Palais de Nations – Geneva, Switzerland
A side-event to the Human Rights Council 29th session
The full spectrum of parties-to-conflict puts schools and universities to use for a multitude of self-serving purposes, including as barracks, or training grounds – even as weapons stores or defensive positions.
While some claim there is a military logic to using schools, Governments and military commanders must also be cognizant of the grave repercussions such commandeering has on children’s right to education.
At worst, it can turn the school into an immediate target, thereby endangering the lives of any children in the vicinity, and risking structural damage from weapons fire that could render the school unusable as an educational establishment for many years – even once peace returns.
At best, the military’s presence arguably dilutes, and can even dispel the feeling for children that their school is their sanctuary where they can exercise their right to education – especially in locations where conflict and confusion are sadly more the norm than the exception.
The international community irrevocably put the protection of schools on the global agenda in July 2011, when the UN Security Council adopted its landmark resolution 1998. It highlights the impact that attacks on schools and hospitals can have on the safety, education and health of children during armed conflict. It also calls for greater action to ensure that schools and hospitals are shielded from warfare.
As the Secretary-General’s Special Representative for Children and Armed Conflict, I joined a wider call for UN partners, international organizations and civil society to collaborate for the implementation of this resolution – and, together with Unicef, the World Health Organization and UNESCO, we issued a comprehensive Guidance Note on the measure in the form of a booklet titled “Protect Schools and Hospitals.”
Within the booklet, we have a Draft Operational Strategy for the prevention of military use of schools, which we’ve been using as a basis for our advocacy on behalf of children whenever we see military – be they those of Government, armed non-State groups, peacekeepers or international coalitions – using school premises.
As you are aware, UN Security Council resolution 2143 in March 2014 subsequently called on Member States to consider “concrete measures” to deter the military use of schools, and with the publication in December of the present “Guidelines for Protecting Schools and Universities from Military Use during Armed Conflict” – otherwise known as the “Safe Schools Guidelines” – Member States now have a voluntary framework for achieving that aim.
I fully endorse this much-needed initiative – as I do any that helps improve the plight of children caught in conflict situations. I am heartened to note already that it has the full backing of 40 Member States. I particularly recognize the work of Norway and Argentina for having taken the lead in developing both the Guidelines and the Declaration – and I also salute the support given to the process by the Global Coalition to Protect Education from Attack along with other NGOs.

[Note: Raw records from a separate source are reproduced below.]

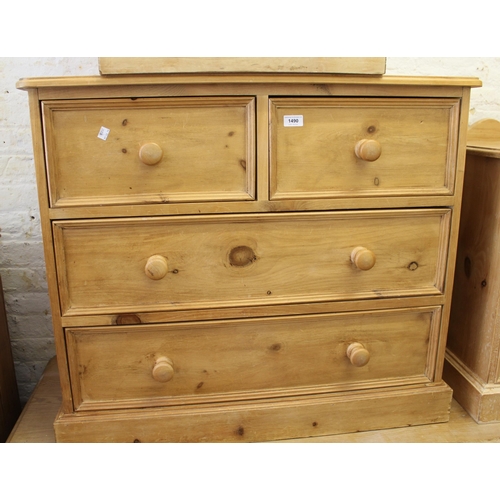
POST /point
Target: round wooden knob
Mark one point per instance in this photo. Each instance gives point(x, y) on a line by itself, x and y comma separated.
point(241, 256)
point(363, 258)
point(368, 150)
point(163, 370)
point(156, 267)
point(150, 153)
point(358, 355)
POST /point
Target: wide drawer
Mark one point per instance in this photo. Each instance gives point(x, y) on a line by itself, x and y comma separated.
point(174, 263)
point(127, 366)
point(104, 152)
point(342, 147)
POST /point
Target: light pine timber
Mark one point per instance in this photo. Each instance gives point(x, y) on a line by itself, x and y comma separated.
point(473, 361)
point(36, 423)
point(412, 400)
point(138, 65)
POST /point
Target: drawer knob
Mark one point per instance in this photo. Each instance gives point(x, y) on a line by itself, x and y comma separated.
point(358, 355)
point(363, 258)
point(163, 370)
point(368, 150)
point(156, 267)
point(150, 153)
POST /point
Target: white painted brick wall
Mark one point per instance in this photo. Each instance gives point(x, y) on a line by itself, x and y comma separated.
point(21, 254)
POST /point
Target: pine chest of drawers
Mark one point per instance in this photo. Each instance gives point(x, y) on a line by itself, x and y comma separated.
point(248, 257)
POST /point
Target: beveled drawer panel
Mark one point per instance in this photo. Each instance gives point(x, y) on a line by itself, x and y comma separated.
point(238, 359)
point(342, 147)
point(175, 263)
point(150, 150)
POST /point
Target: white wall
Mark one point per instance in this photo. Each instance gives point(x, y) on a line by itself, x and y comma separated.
point(21, 255)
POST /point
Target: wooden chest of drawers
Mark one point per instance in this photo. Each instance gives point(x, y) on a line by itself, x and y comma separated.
point(248, 257)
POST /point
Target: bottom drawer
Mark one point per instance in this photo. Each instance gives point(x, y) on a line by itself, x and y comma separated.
point(155, 365)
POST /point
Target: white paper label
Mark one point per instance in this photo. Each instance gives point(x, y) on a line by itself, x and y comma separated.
point(293, 120)
point(103, 133)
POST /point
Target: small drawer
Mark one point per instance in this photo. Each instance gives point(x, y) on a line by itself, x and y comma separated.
point(342, 147)
point(197, 262)
point(158, 365)
point(124, 151)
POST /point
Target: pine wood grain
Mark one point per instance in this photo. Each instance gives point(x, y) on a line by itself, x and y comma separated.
point(138, 65)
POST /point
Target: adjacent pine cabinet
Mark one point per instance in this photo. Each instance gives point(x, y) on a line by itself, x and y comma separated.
point(237, 256)
point(473, 355)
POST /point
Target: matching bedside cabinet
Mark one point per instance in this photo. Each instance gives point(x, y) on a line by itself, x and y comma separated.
point(237, 256)
point(473, 354)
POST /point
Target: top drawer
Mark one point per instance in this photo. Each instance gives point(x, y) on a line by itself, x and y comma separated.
point(150, 150)
point(340, 147)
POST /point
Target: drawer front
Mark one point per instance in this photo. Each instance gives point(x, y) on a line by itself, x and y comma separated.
point(161, 364)
point(334, 147)
point(175, 263)
point(150, 150)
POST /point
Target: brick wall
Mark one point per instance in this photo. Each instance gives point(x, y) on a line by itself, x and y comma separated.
point(21, 254)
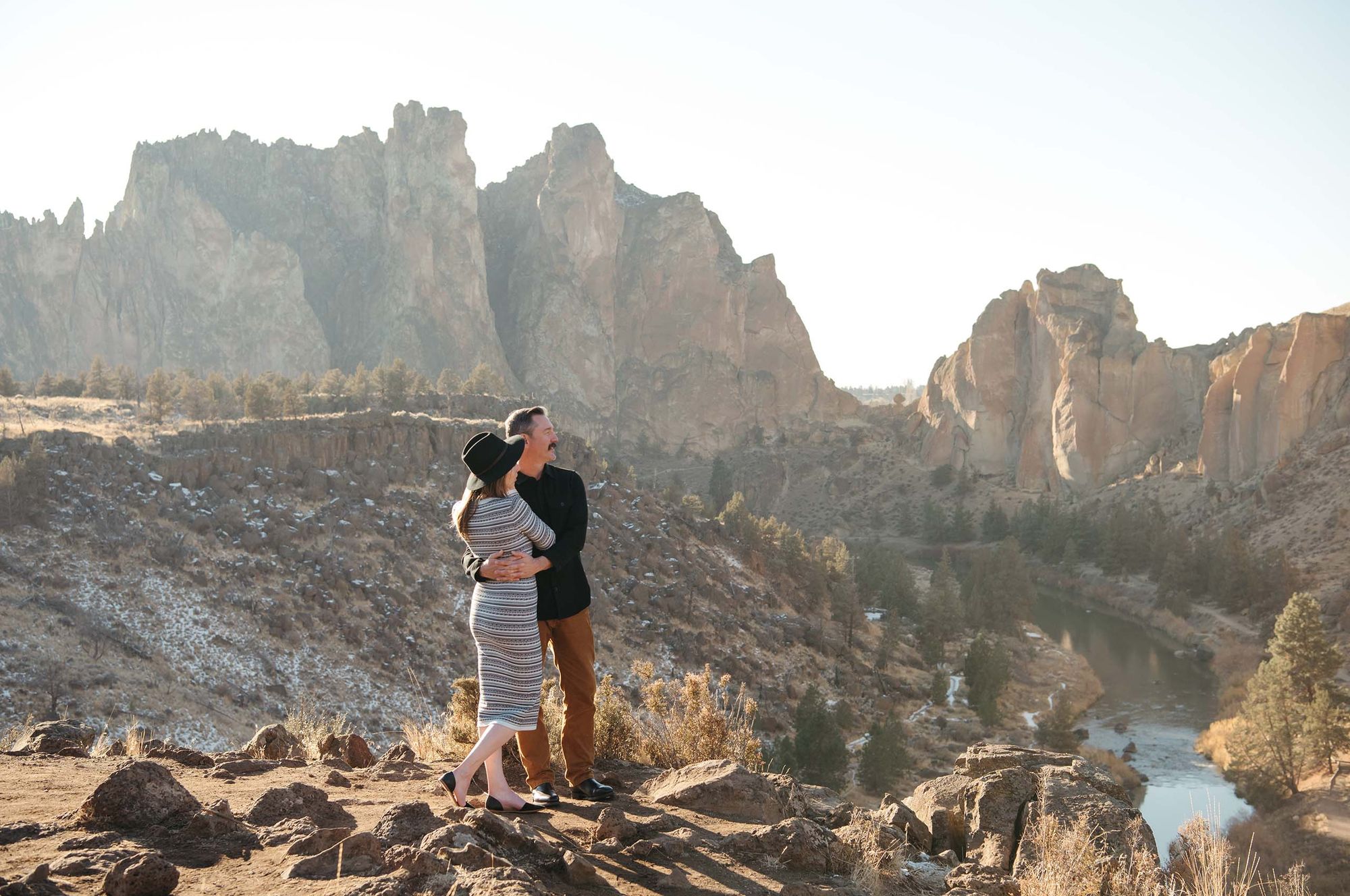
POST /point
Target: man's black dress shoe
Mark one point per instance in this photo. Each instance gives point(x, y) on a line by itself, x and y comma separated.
point(448, 781)
point(593, 790)
point(495, 805)
point(545, 795)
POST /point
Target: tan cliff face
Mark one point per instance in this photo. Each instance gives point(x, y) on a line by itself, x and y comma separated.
point(1059, 389)
point(229, 254)
point(1276, 385)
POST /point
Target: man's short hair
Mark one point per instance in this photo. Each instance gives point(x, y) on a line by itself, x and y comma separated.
point(523, 420)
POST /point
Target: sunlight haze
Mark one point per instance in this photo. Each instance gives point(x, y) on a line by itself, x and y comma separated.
point(904, 163)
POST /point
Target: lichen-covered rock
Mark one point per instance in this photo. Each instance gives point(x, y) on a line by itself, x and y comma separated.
point(138, 795)
point(726, 790)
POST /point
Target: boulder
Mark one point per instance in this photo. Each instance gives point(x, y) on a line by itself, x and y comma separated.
point(141, 875)
point(996, 814)
point(64, 737)
point(298, 801)
point(360, 855)
point(138, 795)
point(904, 818)
point(938, 806)
point(796, 843)
point(1071, 798)
point(726, 790)
point(407, 824)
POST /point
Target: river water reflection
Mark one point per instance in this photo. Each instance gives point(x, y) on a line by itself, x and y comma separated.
point(1166, 702)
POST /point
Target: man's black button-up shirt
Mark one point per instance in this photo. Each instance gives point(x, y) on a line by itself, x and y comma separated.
point(558, 497)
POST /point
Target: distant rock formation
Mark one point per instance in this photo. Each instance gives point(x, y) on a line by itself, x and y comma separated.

I am pleased to tell you that, during last week’s Security Council debate on Children and Armed Conflict, a large number of Member States openly expressed their support for the Guidelines, and some pledged to sign the Declaration.
I can assure the participants attending this present event that I and my office will strongly advocate on behalf of children in conflict situations to persuade as many other Member States as we can to throw their support behind the initiative, and to commit to the Guidelines so that we may in turn assure children everywhere that the school they attend is a safe one.